Osmoregulation

Question 1

Where in the brain is osmolality detected?

Answer 1

In the anteroventral third ventricle (AV3V), where the blood-brain barrier is incomplete.

Question 2

Into which area of the brain do neurones originating in the anteroventral third ventricle (AV3V) project?

With which neurones does it synapse here?

Answer 2

The supraoptic and paraventricular regions of the hypothalamus.

• Here, it synapses with neurones that will lead to the posterior pituitary.

Question 3

What type of change in osmolality stimulates the neurones that detect osmolality?

Answer 3

The neurones only respond to an increase in osmolality.

Question 4

What is the result of stimulation of the neurones that detect osmolality?

Answer 4

ADH release from neurones in the posterior pituitary / neurohypophysis.

Question 5

Where does the ADH that is released by neurones in the posterior pituitary / neurohypophysis originate?

Answer 5

It is produced in the cell bodies of the neurones that have their cell bodies in the anteroventral third ventricle (AV3V) as a prohormone, which is cleaved as it descends to the pituitary.

Question 6

What is co-released with ADH?

Answer 6

Its carrier peptide neurophysin.

Question 7

What is the half life of ADH in the circulation?

Answer 7

~10 minutes.

Question 8

Which hormone is produced in the same place as ADH?

Answer 8

Oxytocin.

Question 9

What is the name of the tract that connects the hypothalamus to the pituitary gland?

What does it contains?

Answer 9

• The infundibulum.

- It contains axons of nerves originating in the hypothalamus and vessels.

Question 10

To which receptors does ADH bind?

Where are these receptors found?

Answer 10

• V1 and V2 receptors.
• V1 receptors are found on the smooth muscle of veins, causing venoconstriction.
• V2 receptors are found on the basolateral membrane of cortical collecting ducts.

Question 11

Through which pathway do V1 receptors mediate their effects?

Answer 11

The Gq pathway.

Question 12

Through which pathway do V2 receptors mediate their effects?

Answer 12

The Gs pathway.

Question 13

What is the name of the protein that is regulated by ADH?

Answer 13

AQP2.

Question 14

Describe the structure of AQP1.

Answer 14

• It is a multisubunit oligomer.
• It is organised as a tetramer of four identical subunits.
• One of the subunits has a large glycan chain attached.

Question 15

List 2 functions of oxytocin.

Answer 15

1 - It is a trigger of the milk let-down reflex during breastfeeding.

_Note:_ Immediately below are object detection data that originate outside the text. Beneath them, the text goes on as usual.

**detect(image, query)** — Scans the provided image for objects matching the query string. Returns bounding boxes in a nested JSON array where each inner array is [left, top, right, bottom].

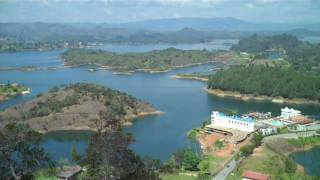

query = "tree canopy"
[[208, 65, 320, 100], [0, 123, 50, 179]]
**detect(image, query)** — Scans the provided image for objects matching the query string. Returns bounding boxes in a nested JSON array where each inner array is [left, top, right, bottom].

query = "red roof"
[[242, 171, 270, 180]]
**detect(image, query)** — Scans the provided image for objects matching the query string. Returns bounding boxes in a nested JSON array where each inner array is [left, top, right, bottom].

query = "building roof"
[[242, 171, 270, 180], [58, 165, 81, 178], [219, 112, 255, 123]]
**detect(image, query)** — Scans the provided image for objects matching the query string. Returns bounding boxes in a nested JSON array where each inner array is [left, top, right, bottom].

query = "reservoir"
[[0, 42, 320, 170]]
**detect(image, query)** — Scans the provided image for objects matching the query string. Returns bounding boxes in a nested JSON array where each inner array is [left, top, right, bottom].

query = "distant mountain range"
[[0, 18, 320, 43], [105, 17, 320, 31]]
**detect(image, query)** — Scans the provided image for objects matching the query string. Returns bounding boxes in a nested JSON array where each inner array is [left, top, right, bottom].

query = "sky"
[[0, 0, 320, 23]]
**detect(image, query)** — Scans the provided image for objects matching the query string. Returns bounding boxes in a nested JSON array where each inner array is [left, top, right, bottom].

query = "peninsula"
[[62, 48, 221, 73], [0, 83, 160, 133], [208, 65, 320, 104], [0, 83, 30, 102]]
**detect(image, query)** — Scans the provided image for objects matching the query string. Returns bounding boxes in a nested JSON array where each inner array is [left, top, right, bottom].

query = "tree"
[[182, 150, 200, 171], [0, 123, 51, 179], [240, 145, 254, 157], [71, 145, 81, 163], [251, 133, 263, 147], [214, 140, 224, 149], [85, 113, 158, 180]]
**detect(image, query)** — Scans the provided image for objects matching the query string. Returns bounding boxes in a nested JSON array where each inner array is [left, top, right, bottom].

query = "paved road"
[[263, 131, 317, 142], [212, 159, 240, 180], [212, 131, 317, 180]]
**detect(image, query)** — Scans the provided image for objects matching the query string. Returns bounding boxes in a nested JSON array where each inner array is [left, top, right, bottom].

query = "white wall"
[[211, 111, 254, 132]]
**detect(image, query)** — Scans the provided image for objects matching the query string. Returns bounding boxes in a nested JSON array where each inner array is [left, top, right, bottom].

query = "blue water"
[[0, 41, 320, 166]]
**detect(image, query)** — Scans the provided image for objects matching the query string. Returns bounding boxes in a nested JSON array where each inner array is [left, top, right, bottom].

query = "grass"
[[199, 155, 228, 174], [161, 173, 197, 180], [227, 144, 310, 180], [288, 136, 320, 147]]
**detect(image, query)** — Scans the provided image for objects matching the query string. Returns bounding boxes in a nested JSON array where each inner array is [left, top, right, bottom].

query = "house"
[[259, 127, 278, 136], [58, 165, 81, 180], [280, 107, 301, 119], [242, 171, 271, 180], [211, 111, 255, 133]]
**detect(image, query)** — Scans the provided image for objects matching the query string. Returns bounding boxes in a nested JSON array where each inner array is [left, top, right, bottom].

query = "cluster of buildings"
[[207, 107, 320, 135]]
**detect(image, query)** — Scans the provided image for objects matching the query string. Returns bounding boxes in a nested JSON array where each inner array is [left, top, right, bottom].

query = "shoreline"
[[61, 58, 220, 75], [205, 88, 320, 105], [37, 110, 163, 134], [171, 75, 208, 82]]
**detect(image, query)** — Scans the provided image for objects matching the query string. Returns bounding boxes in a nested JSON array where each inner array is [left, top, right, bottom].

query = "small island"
[[0, 83, 160, 133], [62, 48, 226, 73], [0, 82, 30, 102]]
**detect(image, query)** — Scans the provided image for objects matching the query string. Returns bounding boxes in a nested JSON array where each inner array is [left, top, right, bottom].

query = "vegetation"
[[187, 128, 200, 141], [0, 83, 156, 132], [288, 136, 320, 148], [0, 123, 51, 180], [240, 133, 263, 157], [0, 40, 87, 52], [82, 112, 159, 180], [208, 65, 320, 101], [232, 34, 320, 73], [227, 142, 312, 180], [62, 48, 217, 71], [0, 82, 28, 102]]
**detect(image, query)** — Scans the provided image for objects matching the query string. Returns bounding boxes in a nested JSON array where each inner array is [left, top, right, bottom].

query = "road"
[[212, 159, 240, 180], [212, 131, 318, 180], [263, 131, 318, 142]]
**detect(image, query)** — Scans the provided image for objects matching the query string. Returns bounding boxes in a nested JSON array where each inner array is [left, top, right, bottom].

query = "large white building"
[[211, 111, 255, 132], [280, 107, 301, 119]]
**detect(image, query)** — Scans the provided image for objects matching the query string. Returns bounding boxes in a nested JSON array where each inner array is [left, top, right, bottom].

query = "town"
[[199, 107, 320, 180]]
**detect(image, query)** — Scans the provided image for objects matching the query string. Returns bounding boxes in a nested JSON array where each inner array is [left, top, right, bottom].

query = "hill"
[[208, 65, 320, 104], [231, 34, 320, 73], [62, 48, 219, 72], [0, 83, 159, 132]]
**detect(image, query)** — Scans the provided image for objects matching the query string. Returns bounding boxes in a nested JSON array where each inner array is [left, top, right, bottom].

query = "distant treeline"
[[62, 48, 218, 71], [208, 65, 320, 100], [0, 40, 88, 52], [232, 34, 320, 73]]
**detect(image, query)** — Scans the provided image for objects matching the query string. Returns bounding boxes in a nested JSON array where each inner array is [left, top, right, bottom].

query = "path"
[[212, 159, 241, 180], [263, 131, 318, 142], [212, 131, 318, 180]]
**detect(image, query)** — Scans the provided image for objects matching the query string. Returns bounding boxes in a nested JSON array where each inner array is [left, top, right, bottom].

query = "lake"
[[0, 42, 320, 170]]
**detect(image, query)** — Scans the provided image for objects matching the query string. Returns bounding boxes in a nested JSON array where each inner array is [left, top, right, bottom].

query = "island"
[[231, 34, 320, 74], [0, 82, 30, 102], [62, 48, 229, 73], [208, 65, 320, 104], [0, 83, 160, 133]]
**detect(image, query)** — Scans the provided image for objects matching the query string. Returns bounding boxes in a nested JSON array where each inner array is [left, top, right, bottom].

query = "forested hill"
[[208, 66, 320, 101], [231, 34, 320, 74], [62, 48, 218, 72], [0, 83, 158, 132]]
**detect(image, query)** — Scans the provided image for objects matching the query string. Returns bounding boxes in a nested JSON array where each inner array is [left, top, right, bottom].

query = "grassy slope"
[[62, 48, 222, 71], [227, 144, 316, 180]]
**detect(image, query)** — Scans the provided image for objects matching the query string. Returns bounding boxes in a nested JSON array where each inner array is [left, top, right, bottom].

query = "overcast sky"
[[0, 0, 320, 23]]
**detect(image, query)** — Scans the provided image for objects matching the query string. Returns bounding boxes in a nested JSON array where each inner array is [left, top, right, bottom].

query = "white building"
[[280, 107, 301, 119], [259, 127, 278, 136], [211, 111, 255, 132]]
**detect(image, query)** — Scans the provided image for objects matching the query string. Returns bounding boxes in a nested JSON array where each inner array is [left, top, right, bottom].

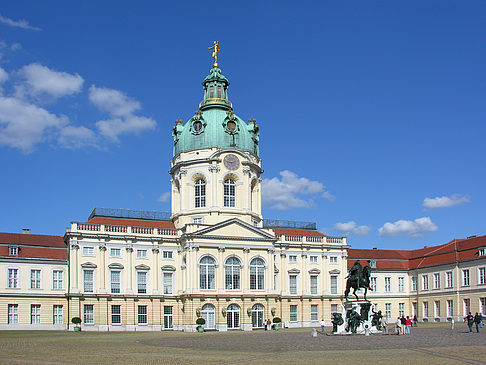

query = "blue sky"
[[0, 1, 486, 249]]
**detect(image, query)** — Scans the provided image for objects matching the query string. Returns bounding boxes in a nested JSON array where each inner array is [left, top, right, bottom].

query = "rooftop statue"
[[344, 260, 371, 300]]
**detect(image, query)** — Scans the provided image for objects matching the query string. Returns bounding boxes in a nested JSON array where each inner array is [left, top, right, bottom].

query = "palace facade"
[[0, 59, 486, 331]]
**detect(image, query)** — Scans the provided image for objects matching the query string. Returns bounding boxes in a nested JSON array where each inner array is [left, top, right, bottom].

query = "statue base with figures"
[[332, 300, 382, 335]]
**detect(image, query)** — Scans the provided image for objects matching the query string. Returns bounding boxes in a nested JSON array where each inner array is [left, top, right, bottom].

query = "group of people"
[[464, 312, 483, 333]]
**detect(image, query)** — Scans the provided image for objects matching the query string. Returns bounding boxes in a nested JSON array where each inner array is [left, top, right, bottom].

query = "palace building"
[[0, 54, 486, 331]]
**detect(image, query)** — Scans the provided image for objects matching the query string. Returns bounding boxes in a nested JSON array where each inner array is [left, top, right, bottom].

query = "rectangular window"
[[110, 270, 121, 294], [164, 306, 174, 330], [8, 269, 19, 289], [434, 272, 440, 289], [52, 270, 64, 289], [83, 246, 95, 256], [111, 305, 121, 325], [447, 299, 454, 317], [289, 275, 297, 295], [462, 269, 471, 286], [110, 247, 121, 257], [331, 275, 338, 294], [163, 272, 173, 294], [83, 270, 94, 293], [370, 277, 376, 291], [137, 250, 147, 259], [30, 304, 40, 324], [290, 305, 297, 322], [311, 304, 319, 322], [8, 304, 19, 324], [137, 271, 147, 294], [422, 302, 429, 318], [422, 275, 429, 290], [138, 305, 148, 324], [310, 275, 318, 294], [446, 271, 454, 288], [84, 304, 94, 324], [30, 269, 40, 289], [52, 305, 63, 324], [385, 277, 391, 293], [398, 303, 405, 317]]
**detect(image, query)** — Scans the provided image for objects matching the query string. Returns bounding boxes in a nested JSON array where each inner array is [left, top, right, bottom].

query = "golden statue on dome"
[[208, 41, 219, 68]]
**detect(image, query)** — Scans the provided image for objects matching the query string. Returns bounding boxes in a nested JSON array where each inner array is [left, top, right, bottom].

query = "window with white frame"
[[309, 275, 319, 294], [8, 304, 19, 324], [224, 179, 236, 207], [84, 304, 94, 324], [83, 269, 94, 293], [110, 247, 121, 257], [446, 271, 454, 288], [311, 304, 319, 322], [398, 276, 405, 293], [289, 274, 297, 295], [422, 275, 429, 290], [52, 305, 63, 324], [199, 256, 216, 289], [290, 305, 297, 322], [250, 258, 265, 290], [137, 271, 147, 294], [138, 305, 148, 325], [83, 246, 95, 256], [447, 299, 454, 317], [137, 249, 147, 259], [194, 179, 206, 208], [162, 251, 173, 260], [385, 277, 391, 292], [462, 269, 471, 286], [30, 304, 40, 324], [30, 269, 41, 289], [224, 257, 241, 290], [370, 277, 377, 292], [7, 269, 19, 289], [478, 267, 486, 285], [110, 270, 121, 294], [52, 270, 64, 290], [111, 305, 121, 325], [162, 271, 174, 294]]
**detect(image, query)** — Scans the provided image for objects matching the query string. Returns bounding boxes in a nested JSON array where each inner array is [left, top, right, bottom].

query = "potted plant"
[[196, 317, 206, 332], [71, 317, 81, 332]]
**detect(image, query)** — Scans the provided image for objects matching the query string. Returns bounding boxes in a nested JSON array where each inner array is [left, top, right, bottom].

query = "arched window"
[[194, 179, 206, 208], [224, 257, 241, 290], [199, 256, 216, 289], [251, 304, 265, 328], [224, 179, 236, 207], [201, 304, 216, 330], [226, 304, 240, 330], [250, 258, 265, 290]]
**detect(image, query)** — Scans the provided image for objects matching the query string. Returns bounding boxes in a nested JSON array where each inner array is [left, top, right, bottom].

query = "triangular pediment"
[[190, 218, 275, 242]]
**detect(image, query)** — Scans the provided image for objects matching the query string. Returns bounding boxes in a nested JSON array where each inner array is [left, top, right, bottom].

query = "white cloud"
[[17, 63, 84, 98], [262, 170, 334, 210], [157, 192, 170, 203], [378, 217, 438, 238], [334, 221, 371, 236], [58, 126, 98, 149], [0, 96, 69, 153], [422, 194, 470, 209], [0, 15, 41, 30]]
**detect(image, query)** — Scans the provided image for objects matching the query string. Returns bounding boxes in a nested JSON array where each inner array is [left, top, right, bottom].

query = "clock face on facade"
[[223, 154, 240, 170]]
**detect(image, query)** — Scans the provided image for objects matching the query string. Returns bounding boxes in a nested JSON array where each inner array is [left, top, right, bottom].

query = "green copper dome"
[[172, 68, 259, 157]]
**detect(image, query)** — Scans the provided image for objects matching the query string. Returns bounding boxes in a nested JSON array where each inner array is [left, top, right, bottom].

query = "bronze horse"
[[344, 266, 371, 300]]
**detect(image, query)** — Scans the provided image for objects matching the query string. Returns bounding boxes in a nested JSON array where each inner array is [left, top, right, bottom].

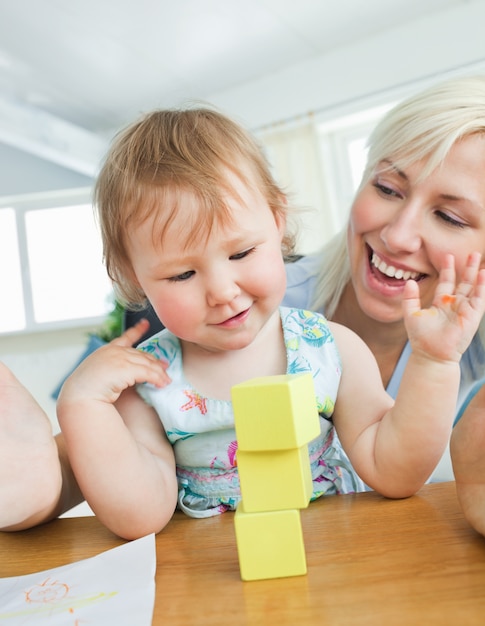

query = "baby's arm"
[[58, 320, 177, 539], [331, 255, 485, 497]]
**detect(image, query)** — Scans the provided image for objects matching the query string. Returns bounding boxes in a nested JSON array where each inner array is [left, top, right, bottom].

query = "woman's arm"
[[332, 255, 485, 497], [450, 386, 485, 535]]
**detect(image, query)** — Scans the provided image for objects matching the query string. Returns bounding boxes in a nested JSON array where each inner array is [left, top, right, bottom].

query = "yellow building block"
[[236, 445, 313, 512], [231, 373, 320, 452], [234, 502, 307, 581]]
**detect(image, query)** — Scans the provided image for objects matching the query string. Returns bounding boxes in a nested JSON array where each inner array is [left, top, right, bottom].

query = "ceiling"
[[0, 0, 466, 182]]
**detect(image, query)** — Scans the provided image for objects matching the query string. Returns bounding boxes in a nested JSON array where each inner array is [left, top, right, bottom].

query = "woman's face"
[[348, 135, 485, 322]]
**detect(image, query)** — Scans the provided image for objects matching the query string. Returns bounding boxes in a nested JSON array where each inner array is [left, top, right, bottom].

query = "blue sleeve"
[[282, 254, 321, 310]]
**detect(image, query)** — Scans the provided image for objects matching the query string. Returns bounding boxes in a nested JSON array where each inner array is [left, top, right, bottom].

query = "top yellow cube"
[[231, 372, 320, 452]]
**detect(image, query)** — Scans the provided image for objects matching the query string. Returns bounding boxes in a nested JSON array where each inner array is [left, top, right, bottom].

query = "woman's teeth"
[[372, 252, 419, 280]]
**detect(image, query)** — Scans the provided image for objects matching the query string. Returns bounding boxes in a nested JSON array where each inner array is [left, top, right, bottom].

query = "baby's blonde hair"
[[94, 108, 294, 307]]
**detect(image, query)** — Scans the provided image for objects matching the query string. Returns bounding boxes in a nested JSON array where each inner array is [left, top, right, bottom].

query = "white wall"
[[208, 0, 485, 129]]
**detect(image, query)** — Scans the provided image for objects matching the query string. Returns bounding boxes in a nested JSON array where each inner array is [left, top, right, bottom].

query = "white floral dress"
[[138, 307, 365, 517]]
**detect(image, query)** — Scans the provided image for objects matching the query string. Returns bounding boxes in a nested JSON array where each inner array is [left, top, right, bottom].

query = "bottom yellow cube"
[[234, 502, 307, 580]]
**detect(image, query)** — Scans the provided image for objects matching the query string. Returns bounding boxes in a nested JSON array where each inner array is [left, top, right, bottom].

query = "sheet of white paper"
[[0, 535, 156, 626]]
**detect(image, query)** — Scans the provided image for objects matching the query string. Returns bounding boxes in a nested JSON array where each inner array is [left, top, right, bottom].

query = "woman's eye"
[[168, 270, 195, 283], [436, 211, 466, 228], [229, 248, 255, 261], [373, 183, 402, 198]]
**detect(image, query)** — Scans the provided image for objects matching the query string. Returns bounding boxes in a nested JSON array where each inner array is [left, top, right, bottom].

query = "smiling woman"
[[285, 76, 485, 532]]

2 - It is an agonist of V1 and V2 receptors.

Question 16

Describe the mechanism by which thirst comes about.

Answer 16

• A loss of water increases tissue osmolality (normally 285 mOsm kg^-1).
• This change in osmolality is detected in the anteroventral third ventricle (AV3V) of the brain.
• This stimulates the nerves originating in the anteroventral third ventricle (AV3V) which project into the median preoptic region of the hypothalamus.
• Stimulation of this pathway increases thirst.

Question 17

What is the effect of decreased plasma osmolality on ADH release and thirst?

Answer 17

• ADH release is decreased.

- Thirst is decreased.

Question 18

What is the relationship between the rate of secretion of ADH and tissue osmolality?

Answer 18

The relationship is directly proportional.

Question 19

What is the urine production rate and osmolality when ADH is secreted at the maximum rate?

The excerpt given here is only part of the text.